10.14 Factors Associated With Failure-to-rescue in Patients Undergoing Trauma Laparotomy

B. Zangbar1, B. Joseph1, V. Pandit1, N. Kulvatunyou1, T. O’keeffe1, M. Khalil1, A. Tang1, G. Vercruysse1, R. Latifi1, R. S. Friese1, P. Rhee1  1University Of Arizona,Trauma/Surgery/Medicine,Tucson, AZ, USA

Introduction:  Quality improvement initiatives have primarily focused on preventing in-hospital complications. Patients developing complications are at a higher risk of mortality however; factors associated with failure-to-rescue (death after major complication) in trauma patients remain undefined. The aim of this study was to identify risk factors associated with failure-to-rescue in patients undergoing trauma laparotomy.

Methods:  An 8-year retrospective analysis of patients undergoing trauma laparotomy was performed. Patients who developed major in-hospital complications were included. Major complications were defined as respiratory, infectious, cardiac, renal, or development of compartment syndrome.
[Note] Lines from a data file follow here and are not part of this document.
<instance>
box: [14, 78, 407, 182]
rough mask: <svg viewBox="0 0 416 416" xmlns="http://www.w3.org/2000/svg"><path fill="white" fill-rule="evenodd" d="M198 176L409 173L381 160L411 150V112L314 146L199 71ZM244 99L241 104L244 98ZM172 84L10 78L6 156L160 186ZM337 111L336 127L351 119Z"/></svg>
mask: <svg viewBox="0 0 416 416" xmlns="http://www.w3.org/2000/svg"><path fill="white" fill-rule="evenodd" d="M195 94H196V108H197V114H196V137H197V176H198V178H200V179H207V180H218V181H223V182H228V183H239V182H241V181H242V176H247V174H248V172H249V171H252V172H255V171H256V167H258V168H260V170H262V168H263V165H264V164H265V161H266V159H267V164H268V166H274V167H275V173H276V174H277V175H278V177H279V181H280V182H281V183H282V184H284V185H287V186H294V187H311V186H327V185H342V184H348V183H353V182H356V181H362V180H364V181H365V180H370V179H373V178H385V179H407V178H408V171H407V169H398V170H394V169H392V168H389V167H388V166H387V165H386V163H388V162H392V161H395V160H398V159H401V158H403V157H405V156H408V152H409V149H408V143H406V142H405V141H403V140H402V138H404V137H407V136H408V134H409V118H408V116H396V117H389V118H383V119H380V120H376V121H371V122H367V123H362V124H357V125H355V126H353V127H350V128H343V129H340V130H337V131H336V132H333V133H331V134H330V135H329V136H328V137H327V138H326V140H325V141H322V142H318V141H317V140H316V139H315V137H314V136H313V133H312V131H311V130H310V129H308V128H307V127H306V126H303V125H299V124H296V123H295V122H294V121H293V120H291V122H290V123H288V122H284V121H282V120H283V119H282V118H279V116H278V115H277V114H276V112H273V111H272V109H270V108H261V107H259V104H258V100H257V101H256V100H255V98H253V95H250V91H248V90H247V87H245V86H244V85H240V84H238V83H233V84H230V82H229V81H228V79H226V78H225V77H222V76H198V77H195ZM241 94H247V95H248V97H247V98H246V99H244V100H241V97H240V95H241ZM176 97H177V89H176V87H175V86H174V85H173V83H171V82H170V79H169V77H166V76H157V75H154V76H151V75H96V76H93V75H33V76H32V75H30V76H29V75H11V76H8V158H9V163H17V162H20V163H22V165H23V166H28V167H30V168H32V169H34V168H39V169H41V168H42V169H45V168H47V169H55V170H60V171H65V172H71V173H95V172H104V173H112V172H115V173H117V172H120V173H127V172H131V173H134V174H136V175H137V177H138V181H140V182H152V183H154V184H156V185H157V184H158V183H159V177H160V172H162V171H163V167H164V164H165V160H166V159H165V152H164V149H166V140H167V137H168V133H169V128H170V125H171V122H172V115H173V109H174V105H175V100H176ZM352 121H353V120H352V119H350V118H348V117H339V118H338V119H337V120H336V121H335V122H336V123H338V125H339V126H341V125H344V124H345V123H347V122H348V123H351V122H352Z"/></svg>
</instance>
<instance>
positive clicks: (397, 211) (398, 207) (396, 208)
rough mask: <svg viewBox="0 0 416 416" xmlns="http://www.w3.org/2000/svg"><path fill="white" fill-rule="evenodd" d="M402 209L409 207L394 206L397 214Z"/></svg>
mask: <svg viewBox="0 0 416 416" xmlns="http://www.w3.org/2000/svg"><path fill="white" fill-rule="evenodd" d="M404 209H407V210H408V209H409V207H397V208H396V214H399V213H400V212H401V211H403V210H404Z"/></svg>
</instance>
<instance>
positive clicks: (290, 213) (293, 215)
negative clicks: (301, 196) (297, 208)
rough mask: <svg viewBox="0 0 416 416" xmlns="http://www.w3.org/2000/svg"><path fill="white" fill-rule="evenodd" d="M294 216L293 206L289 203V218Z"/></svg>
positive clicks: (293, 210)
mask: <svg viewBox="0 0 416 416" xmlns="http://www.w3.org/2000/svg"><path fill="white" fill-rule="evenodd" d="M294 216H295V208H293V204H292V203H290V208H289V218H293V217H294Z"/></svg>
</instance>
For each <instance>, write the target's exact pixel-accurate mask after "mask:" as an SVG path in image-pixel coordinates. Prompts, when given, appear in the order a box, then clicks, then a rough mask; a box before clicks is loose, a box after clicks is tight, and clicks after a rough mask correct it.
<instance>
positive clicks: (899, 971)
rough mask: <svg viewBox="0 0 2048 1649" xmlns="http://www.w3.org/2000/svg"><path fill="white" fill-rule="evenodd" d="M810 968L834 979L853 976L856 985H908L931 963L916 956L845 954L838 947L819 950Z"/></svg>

Regression analysis was performed to identify independent factors associated with failure-to-rescue after adjusting for demographics, mechanism of injury, abbreviated injury scales (AIS), initial vital signs, performance of damage control laparotomy, and volume of crystalloids and blood products administered.

Results: A total of 1,029 patients were reviewed of which; 21% (n=217) patients who developed major complications were included. The mean age was 39 ± 18 years, 82% were male, 61% had blunt trauma, and median a-AIS was 25 [16-34]. Respiratory complications (35.4%, n=77) followed by infectious complications (45.1%, n=98) were the most common major complications. The mortality rate was 15.7% (n=34).  Blunt trauma, severe head injury, uninsured status, and blood products administered on the second day were independent predictors for failure-to-rescue. The overall failure-to-rescue rate was 3.3%.

Conclusion: The overall failure-to-rescue rate was low (3.3%) in patients undergoing trauma laparotomy. However, when major complications develop, uninsured status, severity and mechanism of injury, and blood product requirement are independently associated with failure-to-rescue.